The cameraman, Doug Vogt, who was not as severely injured by the explosion, was ‘awake a lot, and talking to family and friends,’ said Marie Shaw, a spokeswoman for Landstuhl Regional Medical Center. [Link]
Another person that was with both Woodruff and Vogt in Iraq, but who doesn’t get any camera time, is ABC News producer Vinnie Malhotra.
Just before the C-17 jet lifted off early Monday from Balad Air Base near Baghdad, an ABC Television News producer, Vinnie Malhotra, stood somberly to the side as doctors and nurses strapped his colleagues and friends Bob Woodruff and Doug Vogt in for the five-hour flight.

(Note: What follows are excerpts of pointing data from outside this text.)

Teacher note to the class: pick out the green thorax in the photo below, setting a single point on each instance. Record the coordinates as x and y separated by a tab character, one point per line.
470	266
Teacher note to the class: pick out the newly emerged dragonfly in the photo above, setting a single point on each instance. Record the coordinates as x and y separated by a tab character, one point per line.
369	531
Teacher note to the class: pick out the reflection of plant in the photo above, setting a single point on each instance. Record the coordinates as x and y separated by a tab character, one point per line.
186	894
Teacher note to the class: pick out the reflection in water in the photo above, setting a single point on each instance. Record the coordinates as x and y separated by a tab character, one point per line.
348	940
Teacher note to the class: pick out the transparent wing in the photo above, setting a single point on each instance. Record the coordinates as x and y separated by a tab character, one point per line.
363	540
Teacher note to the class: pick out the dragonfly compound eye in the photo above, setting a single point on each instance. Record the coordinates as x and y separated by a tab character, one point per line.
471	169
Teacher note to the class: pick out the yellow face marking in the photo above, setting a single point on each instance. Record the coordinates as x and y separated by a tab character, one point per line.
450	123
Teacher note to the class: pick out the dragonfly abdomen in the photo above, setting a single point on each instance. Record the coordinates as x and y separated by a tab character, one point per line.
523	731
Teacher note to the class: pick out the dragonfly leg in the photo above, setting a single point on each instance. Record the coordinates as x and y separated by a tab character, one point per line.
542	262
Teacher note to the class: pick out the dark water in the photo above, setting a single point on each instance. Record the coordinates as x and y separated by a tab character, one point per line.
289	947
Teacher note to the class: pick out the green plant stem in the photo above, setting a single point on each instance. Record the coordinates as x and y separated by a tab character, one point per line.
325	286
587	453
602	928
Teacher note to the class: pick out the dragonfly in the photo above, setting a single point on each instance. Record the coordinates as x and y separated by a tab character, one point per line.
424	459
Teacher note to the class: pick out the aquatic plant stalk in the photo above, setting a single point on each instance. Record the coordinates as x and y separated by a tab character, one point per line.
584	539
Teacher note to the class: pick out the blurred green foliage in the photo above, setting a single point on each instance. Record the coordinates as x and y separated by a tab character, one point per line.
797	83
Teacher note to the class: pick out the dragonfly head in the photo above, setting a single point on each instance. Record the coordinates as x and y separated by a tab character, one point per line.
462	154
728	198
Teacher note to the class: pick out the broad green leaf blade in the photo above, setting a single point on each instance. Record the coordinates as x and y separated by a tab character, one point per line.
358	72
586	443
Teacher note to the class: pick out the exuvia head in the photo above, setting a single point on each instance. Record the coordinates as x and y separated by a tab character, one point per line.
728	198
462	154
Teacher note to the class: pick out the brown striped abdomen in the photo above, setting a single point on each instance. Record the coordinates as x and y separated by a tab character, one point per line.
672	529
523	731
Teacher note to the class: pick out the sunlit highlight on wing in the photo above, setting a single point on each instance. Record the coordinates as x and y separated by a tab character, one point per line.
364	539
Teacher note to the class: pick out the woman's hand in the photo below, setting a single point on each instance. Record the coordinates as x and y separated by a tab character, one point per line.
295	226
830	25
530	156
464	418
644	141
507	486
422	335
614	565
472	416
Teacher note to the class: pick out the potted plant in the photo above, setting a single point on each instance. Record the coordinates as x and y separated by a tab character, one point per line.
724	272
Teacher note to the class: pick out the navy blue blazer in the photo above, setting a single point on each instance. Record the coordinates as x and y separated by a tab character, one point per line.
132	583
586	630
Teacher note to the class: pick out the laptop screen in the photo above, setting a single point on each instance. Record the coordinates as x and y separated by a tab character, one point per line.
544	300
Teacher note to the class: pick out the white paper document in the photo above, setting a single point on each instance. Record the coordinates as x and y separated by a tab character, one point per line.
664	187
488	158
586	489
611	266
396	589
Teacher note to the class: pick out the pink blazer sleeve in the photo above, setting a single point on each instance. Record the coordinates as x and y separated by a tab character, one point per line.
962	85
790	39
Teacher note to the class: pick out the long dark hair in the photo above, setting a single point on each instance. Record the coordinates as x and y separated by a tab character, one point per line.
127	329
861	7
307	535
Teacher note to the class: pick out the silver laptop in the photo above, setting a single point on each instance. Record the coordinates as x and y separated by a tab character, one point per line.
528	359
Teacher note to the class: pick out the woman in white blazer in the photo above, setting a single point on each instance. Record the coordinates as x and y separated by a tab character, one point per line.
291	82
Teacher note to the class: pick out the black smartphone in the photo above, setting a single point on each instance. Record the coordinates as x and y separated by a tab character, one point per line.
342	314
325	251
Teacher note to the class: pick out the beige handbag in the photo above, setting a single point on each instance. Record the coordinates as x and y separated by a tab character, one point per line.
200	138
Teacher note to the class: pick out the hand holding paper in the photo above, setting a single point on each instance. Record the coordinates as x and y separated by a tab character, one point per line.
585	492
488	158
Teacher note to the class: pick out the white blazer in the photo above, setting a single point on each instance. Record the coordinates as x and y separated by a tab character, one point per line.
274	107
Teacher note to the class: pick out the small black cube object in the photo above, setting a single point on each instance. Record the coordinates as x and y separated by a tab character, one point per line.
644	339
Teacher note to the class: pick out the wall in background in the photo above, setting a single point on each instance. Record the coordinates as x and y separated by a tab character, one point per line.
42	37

“They’re hanging in there,” said a subdued Malhotra, who was working with Woodruff and Vogt when they were seriously wounded by a roadside bomb Sunday in Iraq. [Link]
In a poignant report on Monday’s “World News Tonight,” ABC News said that after the attack Woodruff asked his producer, Vinnie Malhotra: “Am I alive?”[Link]
A quick search reveals that Emmy nominated Malhotra has been right there in the thick of things, having spent months reporting from Afghanistan, in addition to Iraq. Much respect. If I hadn’t pursued the line of work that I am pursuing, than I can’t think of a job I’d rather have than reporting from a war zone.